Micromyrtus papillosa
- Conservation status: Priority One — Poorly Known Taxa (DEC)

Scientific classification
- Kingdom: Plantae
- Clade: Tracheophytes
- Clade: Angiosperms
- Clade: Eudicots
- Clade: Rosids
- Order: Myrtales
- Family: Myrtaceae
- Genus: Micromyrtus
- Species: M. papillosa
- Binomial name: Micromyrtus papillosa (J.W.Green) Rye

= Micromyrtus papillosa =

- Genus: Micromyrtus
- Species: papillosa
- Authority: (J.W.Green) Rye
- Conservation status: P1

Species of shrub

Micromyrtus papillosa is a species of flowering plant in the family Myrtaceae and is endemic to the south-west of Western Australia. It is sometimes an erect or low, otherwise spreading shrub with egg-shaped leaves with the narrower end towards the base, and white flowers with 5 stamens.

==Description==
Micromyrtus papillosa is an erect or low and spreading shrub that typically grows to a height of 0.4–1.2 m and 0.4–1.5 m wide. Its leaves are egg-shaped with the narrower end towards the base, 1.5–3.5 mm long, 1.4–1.7 mm wide on a petiole 0.4–0.6 mm long with 8 to 12 prominent oil glands. The flowers are borne in racemes in 5 to 20 leaf axils near the ends of branches on a peduncle 0.4–0.6 mm long with bracteoles 0.6–1.0 mm long, but which fall off as the flowers open. The flowers are 3–4 mm in diameter with sepals 0.3–0.5 mm long. The petals are white, 1.3–1.6 mm long with 5 stamens in each flower. Flowering occurs from August to early October.

==Taxonomy==
Micromyrtus papillosa was first formally described in 2002 by Barbara Lynette Rye in the journal Nuytsia from an unpublished description by John Green from specimens collected on Beacon Hill near Norseman in 1968. The specific epithet (papillosa) means "papillose", referring to the floral tube.
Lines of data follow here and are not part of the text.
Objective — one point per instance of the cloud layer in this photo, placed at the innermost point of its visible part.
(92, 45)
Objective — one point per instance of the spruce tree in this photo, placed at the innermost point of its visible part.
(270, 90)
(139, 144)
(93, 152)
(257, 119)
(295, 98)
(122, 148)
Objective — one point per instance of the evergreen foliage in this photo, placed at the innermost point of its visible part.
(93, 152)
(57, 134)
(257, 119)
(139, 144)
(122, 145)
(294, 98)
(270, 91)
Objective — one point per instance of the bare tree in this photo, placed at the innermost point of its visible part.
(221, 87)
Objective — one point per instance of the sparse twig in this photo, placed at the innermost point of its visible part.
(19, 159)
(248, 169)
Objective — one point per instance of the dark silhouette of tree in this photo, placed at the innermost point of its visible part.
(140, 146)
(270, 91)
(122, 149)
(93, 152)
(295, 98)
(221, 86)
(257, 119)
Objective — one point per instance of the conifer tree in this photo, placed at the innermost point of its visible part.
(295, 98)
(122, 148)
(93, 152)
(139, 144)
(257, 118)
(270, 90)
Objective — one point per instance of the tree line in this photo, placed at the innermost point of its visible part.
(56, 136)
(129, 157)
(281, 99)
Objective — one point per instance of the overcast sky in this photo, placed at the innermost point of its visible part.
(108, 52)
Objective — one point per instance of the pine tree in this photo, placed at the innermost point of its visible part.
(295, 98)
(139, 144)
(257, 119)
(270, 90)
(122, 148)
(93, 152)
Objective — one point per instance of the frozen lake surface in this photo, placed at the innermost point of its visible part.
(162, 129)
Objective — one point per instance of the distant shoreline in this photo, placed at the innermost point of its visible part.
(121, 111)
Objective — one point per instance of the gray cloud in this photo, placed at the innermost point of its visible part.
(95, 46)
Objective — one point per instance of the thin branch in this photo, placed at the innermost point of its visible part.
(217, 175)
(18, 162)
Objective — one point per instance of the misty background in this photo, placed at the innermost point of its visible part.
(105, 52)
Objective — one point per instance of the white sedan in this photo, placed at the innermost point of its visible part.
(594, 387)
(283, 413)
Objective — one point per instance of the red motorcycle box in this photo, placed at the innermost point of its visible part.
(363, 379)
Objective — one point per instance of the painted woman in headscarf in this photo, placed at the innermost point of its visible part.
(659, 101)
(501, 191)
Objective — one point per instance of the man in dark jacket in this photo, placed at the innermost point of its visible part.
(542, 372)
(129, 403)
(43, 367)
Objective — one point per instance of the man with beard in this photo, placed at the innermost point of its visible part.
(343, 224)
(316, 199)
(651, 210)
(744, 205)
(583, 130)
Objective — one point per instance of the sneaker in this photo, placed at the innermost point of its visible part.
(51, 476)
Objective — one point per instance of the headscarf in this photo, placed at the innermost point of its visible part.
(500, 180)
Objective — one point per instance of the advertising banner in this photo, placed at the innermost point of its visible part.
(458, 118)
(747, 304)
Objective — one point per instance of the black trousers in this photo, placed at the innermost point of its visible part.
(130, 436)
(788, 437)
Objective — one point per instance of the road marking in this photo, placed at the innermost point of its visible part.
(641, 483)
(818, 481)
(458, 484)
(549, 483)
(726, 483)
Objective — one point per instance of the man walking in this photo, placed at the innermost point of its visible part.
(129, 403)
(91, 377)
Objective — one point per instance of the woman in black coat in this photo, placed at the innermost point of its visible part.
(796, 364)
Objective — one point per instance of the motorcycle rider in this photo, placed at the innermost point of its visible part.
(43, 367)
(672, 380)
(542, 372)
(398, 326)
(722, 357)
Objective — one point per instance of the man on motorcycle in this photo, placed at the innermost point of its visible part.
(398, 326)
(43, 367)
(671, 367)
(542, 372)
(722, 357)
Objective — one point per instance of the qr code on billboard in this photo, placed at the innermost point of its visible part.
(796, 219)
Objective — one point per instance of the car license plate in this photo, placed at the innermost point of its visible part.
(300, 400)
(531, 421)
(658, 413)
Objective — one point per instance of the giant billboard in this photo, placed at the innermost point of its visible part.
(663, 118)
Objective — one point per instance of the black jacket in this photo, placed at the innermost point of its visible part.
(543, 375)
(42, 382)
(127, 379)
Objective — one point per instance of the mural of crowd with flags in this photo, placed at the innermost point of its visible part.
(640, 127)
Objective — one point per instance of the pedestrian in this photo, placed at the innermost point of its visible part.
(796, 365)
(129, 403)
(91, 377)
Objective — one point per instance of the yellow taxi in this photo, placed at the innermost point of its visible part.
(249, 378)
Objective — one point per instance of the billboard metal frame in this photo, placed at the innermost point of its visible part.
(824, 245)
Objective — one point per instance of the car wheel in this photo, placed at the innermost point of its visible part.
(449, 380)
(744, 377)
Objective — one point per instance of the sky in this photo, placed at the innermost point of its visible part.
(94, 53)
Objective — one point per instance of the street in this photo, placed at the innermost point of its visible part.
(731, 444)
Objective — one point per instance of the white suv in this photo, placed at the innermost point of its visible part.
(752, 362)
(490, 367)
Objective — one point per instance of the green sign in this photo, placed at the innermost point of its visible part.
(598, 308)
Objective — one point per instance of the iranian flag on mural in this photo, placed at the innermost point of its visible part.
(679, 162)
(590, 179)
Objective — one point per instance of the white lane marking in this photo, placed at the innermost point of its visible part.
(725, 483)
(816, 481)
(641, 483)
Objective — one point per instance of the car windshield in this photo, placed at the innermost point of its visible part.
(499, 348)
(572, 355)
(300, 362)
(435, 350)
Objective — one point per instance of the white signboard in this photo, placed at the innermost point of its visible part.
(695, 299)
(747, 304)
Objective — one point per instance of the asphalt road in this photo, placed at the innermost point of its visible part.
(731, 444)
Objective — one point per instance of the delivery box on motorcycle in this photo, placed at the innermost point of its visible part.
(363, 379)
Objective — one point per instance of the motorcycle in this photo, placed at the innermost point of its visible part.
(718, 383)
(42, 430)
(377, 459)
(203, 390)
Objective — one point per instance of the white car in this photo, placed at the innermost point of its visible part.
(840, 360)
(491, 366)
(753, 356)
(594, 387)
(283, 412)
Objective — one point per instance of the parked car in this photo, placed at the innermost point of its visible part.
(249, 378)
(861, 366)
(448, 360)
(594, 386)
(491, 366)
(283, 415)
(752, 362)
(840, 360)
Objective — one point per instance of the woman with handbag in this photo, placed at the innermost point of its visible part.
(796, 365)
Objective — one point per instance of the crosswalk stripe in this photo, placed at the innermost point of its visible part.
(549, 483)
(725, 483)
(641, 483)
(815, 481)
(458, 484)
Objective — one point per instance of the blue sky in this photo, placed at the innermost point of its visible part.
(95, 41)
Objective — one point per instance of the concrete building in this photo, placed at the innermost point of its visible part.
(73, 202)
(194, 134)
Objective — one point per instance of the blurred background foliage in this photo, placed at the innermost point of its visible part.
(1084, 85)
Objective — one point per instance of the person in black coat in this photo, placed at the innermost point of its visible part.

==Distribution and habitat==
This species of micromyrtus is found on hills and scattered among rocky outcrops in the area between Wubin, Lake Grace and Southern Cross in the Coolgardie bioregion of south-western Western Australia.

==Conservation status==
Micromyrtus papillosa is listed as "Priority One" by the Government of Western Australia Department of Biodiversity, Conservation and Attractions, meaning that it is known from only one or a few locations which are potentially at risk.